Maze: Solve the World's Most Challenging Puzzle
- Original cover with contest label
- Author: Christopher Manson
- Illustrator: Christopher Manson
- Language: English
- Subject: Puzzle book
- Genre: Games, Puzzles
- Publisher: Henry Holt and Company
- Publication date: 1985
- Publication place: United States
- Media type: Paperback
- ISBN: 0-8050-1088-2

= Maze: Solve the World's Most Challenging Puzzle =

1985 puzzle book by Christopher Manson

Maze: Solve the World's Most Challenging Puzzle (1985, Henry Holt and Company) is a puzzle book written and illustrated by Christopher Manson.
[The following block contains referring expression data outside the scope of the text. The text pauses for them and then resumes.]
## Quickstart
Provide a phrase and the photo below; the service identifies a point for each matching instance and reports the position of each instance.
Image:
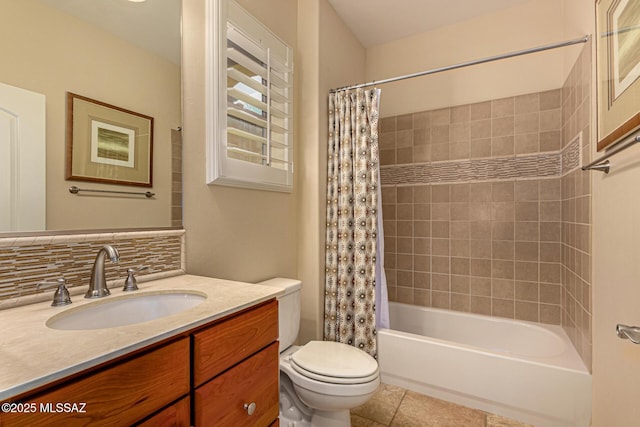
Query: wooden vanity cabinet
(125, 392)
(236, 370)
(203, 377)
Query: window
(249, 101)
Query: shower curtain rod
(466, 64)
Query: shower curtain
(353, 291)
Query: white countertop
(31, 354)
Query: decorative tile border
(535, 166)
(26, 261)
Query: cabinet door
(221, 401)
(230, 341)
(119, 395)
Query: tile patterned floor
(393, 406)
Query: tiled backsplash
(26, 261)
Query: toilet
(321, 380)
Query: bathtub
(521, 370)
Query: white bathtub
(521, 370)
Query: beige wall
(616, 268)
(49, 52)
(530, 24)
(232, 233)
(329, 56)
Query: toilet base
(319, 419)
(331, 419)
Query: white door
(616, 291)
(22, 160)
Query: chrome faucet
(98, 285)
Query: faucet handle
(131, 284)
(61, 296)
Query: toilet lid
(334, 360)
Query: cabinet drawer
(127, 392)
(176, 415)
(228, 342)
(221, 401)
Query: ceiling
(375, 22)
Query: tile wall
(476, 224)
(576, 210)
(26, 261)
(176, 178)
(486, 209)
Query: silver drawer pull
(632, 333)
(250, 408)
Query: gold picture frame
(108, 144)
(618, 69)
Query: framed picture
(108, 144)
(618, 68)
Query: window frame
(222, 169)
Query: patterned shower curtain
(352, 203)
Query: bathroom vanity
(214, 364)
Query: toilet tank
(288, 309)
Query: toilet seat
(334, 363)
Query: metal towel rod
(602, 164)
(75, 190)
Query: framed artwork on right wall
(618, 69)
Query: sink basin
(125, 310)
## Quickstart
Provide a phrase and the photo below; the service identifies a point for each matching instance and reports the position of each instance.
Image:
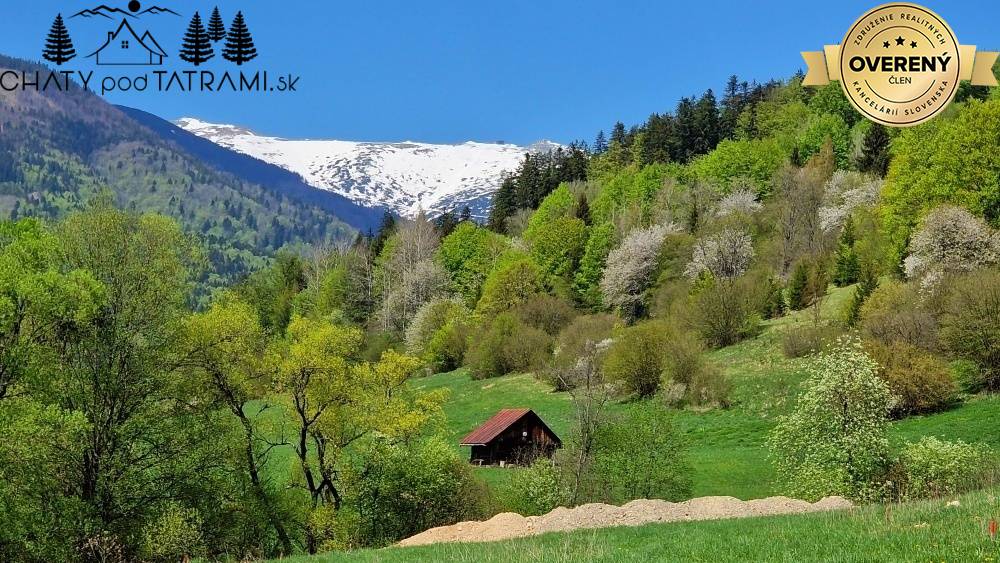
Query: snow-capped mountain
(402, 177)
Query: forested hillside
(60, 150)
(759, 294)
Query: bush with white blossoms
(630, 266)
(836, 441)
(951, 240)
(845, 192)
(726, 254)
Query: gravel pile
(636, 513)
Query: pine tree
(59, 47)
(197, 47)
(239, 43)
(446, 223)
(875, 150)
(582, 211)
(867, 284)
(847, 267)
(216, 28)
(798, 287)
(385, 230)
(618, 134)
(600, 143)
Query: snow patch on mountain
(402, 177)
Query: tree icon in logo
(239, 43)
(197, 47)
(216, 29)
(58, 46)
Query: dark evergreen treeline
(538, 175)
(695, 127)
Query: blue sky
(518, 70)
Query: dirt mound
(636, 513)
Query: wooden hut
(511, 436)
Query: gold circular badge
(899, 64)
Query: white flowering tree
(951, 240)
(836, 440)
(845, 192)
(631, 265)
(725, 255)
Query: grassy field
(725, 447)
(728, 453)
(924, 531)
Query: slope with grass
(726, 448)
(920, 531)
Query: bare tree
(591, 396)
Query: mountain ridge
(403, 177)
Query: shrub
(741, 201)
(836, 441)
(558, 245)
(951, 240)
(428, 320)
(174, 536)
(545, 312)
(572, 343)
(635, 358)
(595, 255)
(506, 345)
(688, 376)
(724, 255)
(895, 312)
(513, 282)
(725, 312)
(934, 468)
(535, 489)
(806, 339)
(446, 349)
(630, 268)
(405, 489)
(971, 326)
(468, 254)
(922, 382)
(641, 456)
(773, 305)
(655, 355)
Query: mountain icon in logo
(125, 47)
(133, 11)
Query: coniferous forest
(195, 367)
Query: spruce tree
(875, 150)
(239, 43)
(58, 46)
(216, 28)
(846, 267)
(582, 210)
(866, 286)
(798, 287)
(600, 143)
(197, 47)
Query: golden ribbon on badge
(900, 64)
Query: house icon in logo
(125, 47)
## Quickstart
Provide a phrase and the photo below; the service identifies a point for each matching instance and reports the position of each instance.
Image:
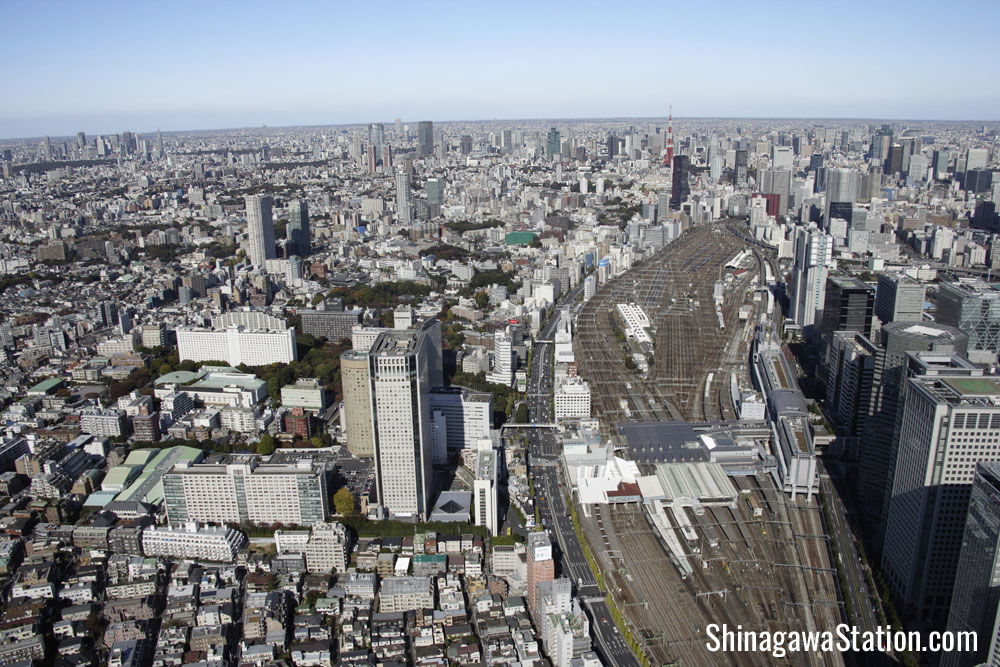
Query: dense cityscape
(534, 335)
(557, 392)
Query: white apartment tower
(401, 418)
(261, 228)
(503, 360)
(813, 255)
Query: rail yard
(766, 564)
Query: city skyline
(117, 68)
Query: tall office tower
(848, 305)
(434, 187)
(974, 307)
(976, 158)
(261, 226)
(431, 328)
(356, 152)
(404, 213)
(894, 162)
(851, 358)
(899, 298)
(946, 425)
(403, 436)
(484, 489)
(813, 254)
(916, 171)
(503, 360)
(977, 181)
(940, 162)
(612, 146)
(541, 566)
(355, 377)
(740, 167)
(896, 340)
(668, 152)
(715, 168)
(841, 193)
(880, 143)
(782, 157)
(376, 138)
(680, 188)
(298, 230)
(777, 182)
(976, 594)
(425, 138)
(552, 141)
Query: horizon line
(514, 120)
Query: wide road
(543, 456)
The book was originally published as part of a contest to win $10,000.

Each page of the book represents a room or space in a hypothetical house, and each room leads to other "rooms" in this "house". Part of the puzzle involves reaching the center of the house, Room #45 (page 45 in the book), and back to Room #1 in only sixteen steps. Some rooms lead to circuitous loops; others lead nowhere. This gives the puzzle the feel of a maze or labyrinth.

The book was adapted as the computer game Riddle of the Maze in 1994 by Interplay. This version featured full color illustrations and voice-overs for the narrator.
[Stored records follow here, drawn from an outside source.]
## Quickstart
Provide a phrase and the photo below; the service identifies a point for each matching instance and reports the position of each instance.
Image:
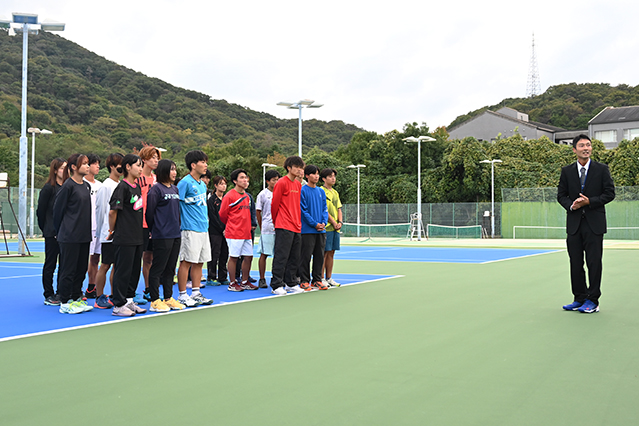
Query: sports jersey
(263, 204)
(102, 208)
(333, 204)
(285, 206)
(145, 183)
(193, 210)
(163, 212)
(235, 212)
(127, 200)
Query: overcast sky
(374, 64)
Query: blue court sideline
(22, 311)
(398, 254)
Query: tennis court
(436, 342)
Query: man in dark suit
(585, 187)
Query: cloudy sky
(374, 64)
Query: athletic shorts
(147, 244)
(108, 253)
(195, 247)
(239, 248)
(332, 241)
(266, 245)
(95, 247)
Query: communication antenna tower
(534, 87)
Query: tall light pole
(492, 194)
(419, 178)
(264, 166)
(28, 24)
(306, 103)
(33, 131)
(359, 166)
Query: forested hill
(97, 105)
(569, 106)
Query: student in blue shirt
(195, 248)
(314, 220)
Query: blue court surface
(24, 313)
(434, 254)
(400, 254)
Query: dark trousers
(165, 254)
(126, 272)
(219, 258)
(312, 245)
(286, 256)
(74, 262)
(585, 241)
(51, 254)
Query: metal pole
(419, 189)
(31, 220)
(358, 202)
(22, 186)
(299, 138)
(492, 199)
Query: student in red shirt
(287, 218)
(235, 213)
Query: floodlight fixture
(359, 166)
(304, 103)
(34, 131)
(27, 23)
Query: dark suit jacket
(600, 190)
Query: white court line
(20, 276)
(141, 317)
(374, 250)
(521, 257)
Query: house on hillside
(612, 125)
(504, 123)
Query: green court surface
(446, 344)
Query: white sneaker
(187, 301)
(71, 307)
(133, 307)
(83, 305)
(332, 282)
(279, 291)
(122, 311)
(295, 289)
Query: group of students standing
(140, 219)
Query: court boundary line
(521, 257)
(162, 314)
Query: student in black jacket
(72, 223)
(45, 222)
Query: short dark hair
(129, 160)
(236, 173)
(93, 158)
(75, 160)
(114, 160)
(327, 172)
(293, 161)
(578, 138)
(163, 172)
(217, 179)
(272, 174)
(194, 157)
(310, 170)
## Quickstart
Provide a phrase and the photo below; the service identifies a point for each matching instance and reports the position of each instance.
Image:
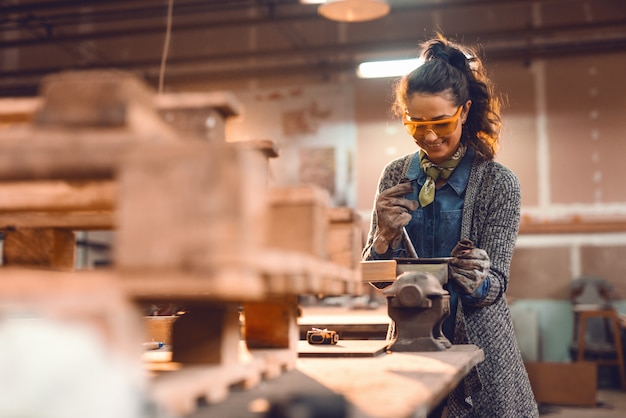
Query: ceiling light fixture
(353, 10)
(392, 68)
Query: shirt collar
(459, 178)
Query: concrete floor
(611, 404)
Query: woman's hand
(393, 212)
(469, 266)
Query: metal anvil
(418, 304)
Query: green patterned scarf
(436, 171)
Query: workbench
(388, 385)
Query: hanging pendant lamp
(353, 10)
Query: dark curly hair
(456, 70)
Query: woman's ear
(465, 112)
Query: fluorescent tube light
(393, 68)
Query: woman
(455, 200)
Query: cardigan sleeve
(496, 206)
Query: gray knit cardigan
(498, 387)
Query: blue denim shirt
(435, 229)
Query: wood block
(378, 271)
(564, 383)
(189, 206)
(297, 219)
(207, 335)
(39, 247)
(272, 325)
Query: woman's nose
(430, 135)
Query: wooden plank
(225, 102)
(198, 195)
(60, 195)
(396, 385)
(378, 271)
(96, 154)
(76, 220)
(39, 247)
(344, 348)
(564, 383)
(103, 98)
(16, 110)
(207, 334)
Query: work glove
(468, 267)
(393, 212)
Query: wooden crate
(345, 241)
(297, 220)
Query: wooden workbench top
(391, 385)
(394, 385)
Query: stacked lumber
(195, 222)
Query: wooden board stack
(193, 224)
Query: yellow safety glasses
(441, 127)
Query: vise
(418, 304)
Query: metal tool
(418, 304)
(409, 244)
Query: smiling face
(432, 109)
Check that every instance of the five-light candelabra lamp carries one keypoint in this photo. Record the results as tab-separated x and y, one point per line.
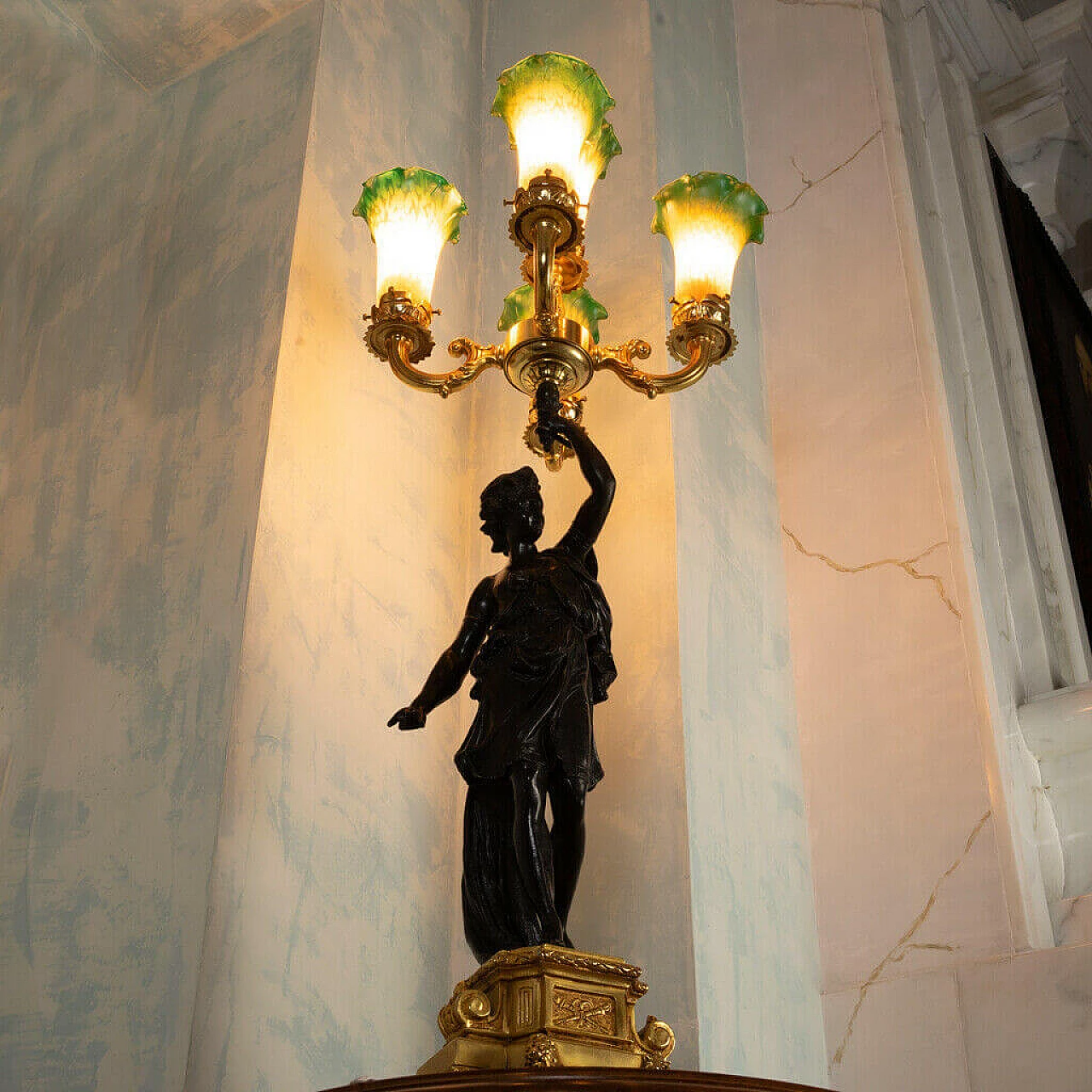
555	108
The contest has been void since 1987, and the book is long out of print. Used copies sell in the $250 range as of 2025.

==Puzzle==
Manson described the book as "not really a book", but "a building in the shape of a book . . . a maze", whereby "Each numbered page depicts a room in the maze". There are 45 rooms in the maze, each represented by a page in the book. Doors in each room lead to other rooms. With this structure established, Manson challenges readers to solve three tasks: to journey from Room #1 to Room #45 and back to Room #1 in only sixteen steps, to interpret the riddle hidden in Room #45 based on visual and verbal clues, and to find the solution to this riddle hidden along the shortest possible path found in the first task.

==Contest==
A contest to win $10,000 was released with the book in October, 1985. The contest ended September 1, 1987, which was an extension of the original contest deadline. In early January 1988, Ventura Associates, Inc. sent a letter to the winners of the contest stating that twelve entrants "were equally close to guessing the correct solutions". The $10,000 prize was split between these twelve, all of whom discovered the correct path, but not the solution to the riddle.
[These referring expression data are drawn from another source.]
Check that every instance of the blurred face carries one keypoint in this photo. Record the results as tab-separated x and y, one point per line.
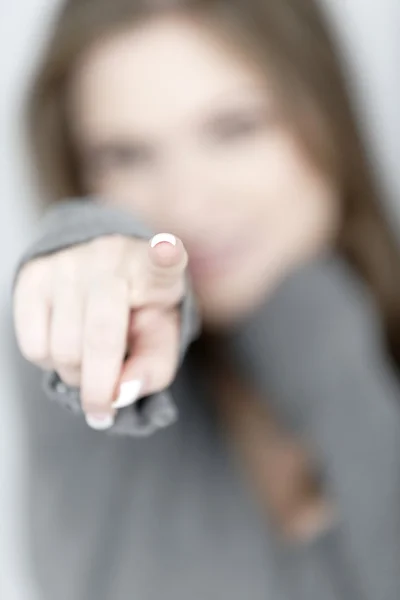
187	136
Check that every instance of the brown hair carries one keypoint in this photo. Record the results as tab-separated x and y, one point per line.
287	37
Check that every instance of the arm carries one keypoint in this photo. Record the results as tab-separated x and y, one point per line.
78	221
316	349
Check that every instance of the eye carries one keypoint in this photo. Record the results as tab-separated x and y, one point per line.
234	126
118	157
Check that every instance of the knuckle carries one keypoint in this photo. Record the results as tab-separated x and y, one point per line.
65	355
103	335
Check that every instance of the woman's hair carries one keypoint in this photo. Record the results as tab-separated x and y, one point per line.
286	39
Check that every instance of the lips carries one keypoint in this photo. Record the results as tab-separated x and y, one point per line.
213	262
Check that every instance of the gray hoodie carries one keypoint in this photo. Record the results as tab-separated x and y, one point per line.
156	507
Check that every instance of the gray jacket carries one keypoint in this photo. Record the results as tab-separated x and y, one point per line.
146	511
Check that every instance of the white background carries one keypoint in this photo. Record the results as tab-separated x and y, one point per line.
369	30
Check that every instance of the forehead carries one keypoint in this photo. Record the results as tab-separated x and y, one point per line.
154	76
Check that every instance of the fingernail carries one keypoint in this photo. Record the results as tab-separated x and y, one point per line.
128	393
100	422
163	237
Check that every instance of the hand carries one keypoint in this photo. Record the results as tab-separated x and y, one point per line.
104	316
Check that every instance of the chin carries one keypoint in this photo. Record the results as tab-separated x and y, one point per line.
221	313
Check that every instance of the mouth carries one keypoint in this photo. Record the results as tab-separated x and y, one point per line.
217	261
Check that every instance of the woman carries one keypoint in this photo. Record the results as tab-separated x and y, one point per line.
227	125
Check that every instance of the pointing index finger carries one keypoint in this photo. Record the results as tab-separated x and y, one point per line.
168	259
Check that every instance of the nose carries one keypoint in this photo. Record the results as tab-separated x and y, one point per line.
184	191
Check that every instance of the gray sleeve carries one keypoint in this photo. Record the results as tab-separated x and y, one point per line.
78	221
317	351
Until November 1, 1987, Ventura Associates sent one or two letters containing clues to the riddle found in Room #45 on request.

==Reviews==
- Games #72

==Legacy==
The book was a major influence on the 2025 video game Blue Prince; Manson himself contributed some minor parts to the game.

== See also ==

- The House of Asterion by Jorge Luis Borges. A short story with the same twist on the Greek myth of Theseus and the Minotaur from 1947.